Another common mistake is to design a system that is technically impressive but hard to operate. If every secret requires a bespoke workflow, teams may avoid using the system properly. If the process is too rigid, people may create workarounds that are less secure than the original problem.

For SMEs, the best design is usually the simplest one that reduces the biggest risks. Start with a small number of critical secrets, automate the common case, and keep the exception process manageable. A good solution should make it easier to do the right thing every day.

A simple implementation roadmap for smaller teams

Start with the highest-risk secrets and the most exposed systems

If you are starting from scratch, do not try to move everything at once. Begin with the secrets that would cause the most disruption if exposed. That often includes production database credentials, cloud access keys, customer-facing API tokens, and signing keys.

Next, look for the most exposed systems. Public-facing applications, shared build pipelines, and environments with broad access are usually the best places to start. Removing hard-coded secrets from those areas gives you a quick reduction in risk and builds momentum for the rest of the programme.

At this stage, it helps to document where each secret lives, who uses it, and how often it changes. You do not need a perfect inventory on day one, but you do need enough visibility to make sensible decisions.

Build a phased rollout that fits existing delivery processes

A phased rollout is usually more realistic than a big-bang change. A sensible sequence might be:

1. Identify the most sensitive secrets and remove any hard-coded copies.
2. Introduce a key vault for application secrets and shared credentials.
3. Separate secrets by environment and reduce standing access.
4. Automate runtime retrieval for key applications and pipelines.
5. Use HSM-backed protection for the most sensitive keys where the risk justifies it.
6. Review logging, monitoring, rotation, and recovery procedures.

The exact order will depend on your systems and team size. The important point is to make progress in manageable steps. A smaller organisation does not need a large platform team to improve secrets handling. It needs a clear approach, a few practical controls, and enough discipline to keep the process consistent.

Used well, key vaults and HSMs can reduce secret sprawl, limit unnecessary access, and make secure delivery easier to sustain. They work best when they are part of a broader operating model that includes access control, rotation, monitoring, and recovery planning. For UK SMEs, that combination is usually more valuable than any single product feature.

If you would like help shaping a practical secrets management approach that fits your development and operations model, speak to a consultant.

Frequently asked questions

What is the difference between a key vault and an HSM?

A key vault is a managed place to store and control access to secrets such as passwords, tokens, and some keys. An HSM is specialised hardware that protects cryptographic keys more strongly, especially where the key itself is highly sensitive. In simple terms, a vault helps you manage secrets well, while an HSM helps protect certain keys more robustly.

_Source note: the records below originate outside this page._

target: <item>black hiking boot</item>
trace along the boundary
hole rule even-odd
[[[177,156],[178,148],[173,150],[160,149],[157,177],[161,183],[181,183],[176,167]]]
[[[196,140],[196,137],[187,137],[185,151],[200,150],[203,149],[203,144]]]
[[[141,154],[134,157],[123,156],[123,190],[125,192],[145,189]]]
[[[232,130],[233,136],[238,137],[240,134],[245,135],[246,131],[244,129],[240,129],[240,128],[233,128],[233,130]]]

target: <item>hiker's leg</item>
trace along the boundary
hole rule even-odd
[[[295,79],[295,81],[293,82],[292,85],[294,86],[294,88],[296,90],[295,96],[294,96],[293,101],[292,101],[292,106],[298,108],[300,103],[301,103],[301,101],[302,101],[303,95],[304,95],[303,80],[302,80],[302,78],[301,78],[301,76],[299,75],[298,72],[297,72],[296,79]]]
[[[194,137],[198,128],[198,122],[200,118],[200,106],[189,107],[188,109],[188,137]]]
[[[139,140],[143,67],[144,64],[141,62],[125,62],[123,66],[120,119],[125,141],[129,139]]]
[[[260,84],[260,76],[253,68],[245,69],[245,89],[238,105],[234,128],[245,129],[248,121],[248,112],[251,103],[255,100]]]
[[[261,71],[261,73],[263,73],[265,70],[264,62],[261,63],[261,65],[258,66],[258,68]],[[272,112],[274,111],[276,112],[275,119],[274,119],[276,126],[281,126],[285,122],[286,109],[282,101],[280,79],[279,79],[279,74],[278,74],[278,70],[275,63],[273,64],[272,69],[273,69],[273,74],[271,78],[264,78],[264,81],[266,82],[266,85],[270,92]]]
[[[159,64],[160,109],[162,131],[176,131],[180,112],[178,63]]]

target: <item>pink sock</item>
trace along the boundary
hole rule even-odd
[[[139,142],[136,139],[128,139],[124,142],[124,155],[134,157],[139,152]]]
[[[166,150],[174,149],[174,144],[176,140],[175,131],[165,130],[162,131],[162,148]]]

How can a small team introduce secrets management without slowing delivery?

Start with the most sensitive secrets, remove hard-coded values, and use a vault for runtime retrieval. Keep the process simple, automate the common cases, and limit access by role. Small teams usually get the best results by improving the highest-risk areas first rather than trying to redesign everything at once.

Further reading

Microsoft documentation on Azure Key Vault and Azure Managed HSM can be useful if you are comparing managed vault and HSM options in a cloud environment. The key point is to understand the operational differences before choosing a design.